I just spent a few hours tracking down a massive memory leak in the Python code I’m working on for my current project. Running the code on even a single object would eat up 4 GB of memory in my computer, and that slowed the entire system down to the point that other programs were unusable, even if they didn’t crash outright. After fixing the memory leak, the memory usage stayed between 200-204 MB for the entire time the program was running.
As it turns out, the problem was that every loop was creating several plots, and (even though I was writing them to files) not closing them with a plt.clf() except after the end of the loop, which only affected the last plot object.
The gist of it is, there are only a few reasons for memory leaks in Python.
- There’s some object you are opening (repeatedly) but not closing.
- You are repeatedly adding data to a list/dict and not removing the old data. (for instance, if you’re appending data to an array instead of replacing the array)
- There’s a memory leak in one of the libraries you’re calling. (unlikely)
I haven’t successfully tried the methods listed in the above link (they seem to be for heavier-duty programming than we use) but that first reason is likely to be a problem for BDNYC: We open plot figures, we open the BDNYC database, we open .fits files with astropy… remember to close things properly.
For the record, this seems to be the correct sequence for making a matplotlib plot:
fig = pyplot.figure(1) ax = fig.add_subplot(111) # or fig.add_axes() ax.plot(<blah>) ax.set_xlabel(<label>) (...) fig.savefig(<filename>) fig.clf() pyplot.close()
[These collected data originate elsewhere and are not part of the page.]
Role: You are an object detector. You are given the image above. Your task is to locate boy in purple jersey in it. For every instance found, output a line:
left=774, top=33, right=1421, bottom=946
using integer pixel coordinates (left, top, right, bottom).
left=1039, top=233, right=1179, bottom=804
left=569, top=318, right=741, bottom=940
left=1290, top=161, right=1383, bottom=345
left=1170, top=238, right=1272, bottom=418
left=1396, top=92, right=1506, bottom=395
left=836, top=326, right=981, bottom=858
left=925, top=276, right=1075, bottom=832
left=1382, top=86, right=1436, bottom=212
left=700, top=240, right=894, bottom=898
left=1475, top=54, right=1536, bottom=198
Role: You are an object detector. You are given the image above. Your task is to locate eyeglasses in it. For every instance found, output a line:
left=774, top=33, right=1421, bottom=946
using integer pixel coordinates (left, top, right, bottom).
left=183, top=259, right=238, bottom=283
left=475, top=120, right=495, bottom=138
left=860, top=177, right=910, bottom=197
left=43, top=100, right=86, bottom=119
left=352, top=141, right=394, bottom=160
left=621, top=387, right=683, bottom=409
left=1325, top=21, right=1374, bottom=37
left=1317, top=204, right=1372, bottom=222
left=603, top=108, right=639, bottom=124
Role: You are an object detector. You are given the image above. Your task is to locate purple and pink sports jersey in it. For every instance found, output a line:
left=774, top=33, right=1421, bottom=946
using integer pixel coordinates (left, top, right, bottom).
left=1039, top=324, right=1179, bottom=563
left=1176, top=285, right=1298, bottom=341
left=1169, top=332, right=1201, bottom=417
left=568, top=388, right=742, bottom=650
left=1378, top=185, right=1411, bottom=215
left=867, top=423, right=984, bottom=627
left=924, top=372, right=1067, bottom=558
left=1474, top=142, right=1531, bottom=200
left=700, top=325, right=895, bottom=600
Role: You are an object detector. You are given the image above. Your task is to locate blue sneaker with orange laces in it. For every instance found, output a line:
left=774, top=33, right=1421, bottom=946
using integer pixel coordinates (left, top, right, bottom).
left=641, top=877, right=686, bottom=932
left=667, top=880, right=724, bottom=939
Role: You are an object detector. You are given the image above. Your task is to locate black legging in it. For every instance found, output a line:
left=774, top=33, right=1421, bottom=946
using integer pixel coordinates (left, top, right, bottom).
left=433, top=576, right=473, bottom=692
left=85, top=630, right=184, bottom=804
That last line was completely new to me, but is apparently necessary if you do it this way. Matplotlib works without creating a figure, adding axes to a figure, and then adding plot commands to the axis… but if used this way, you can actually edit multiple figures and their subplots at the same time — just specify which axis variable you want to add the plot element to. To my knowledge, this is a clear advantage over IDL: IDL can only operate on one plot at a time; trying to open a new one closes the old one.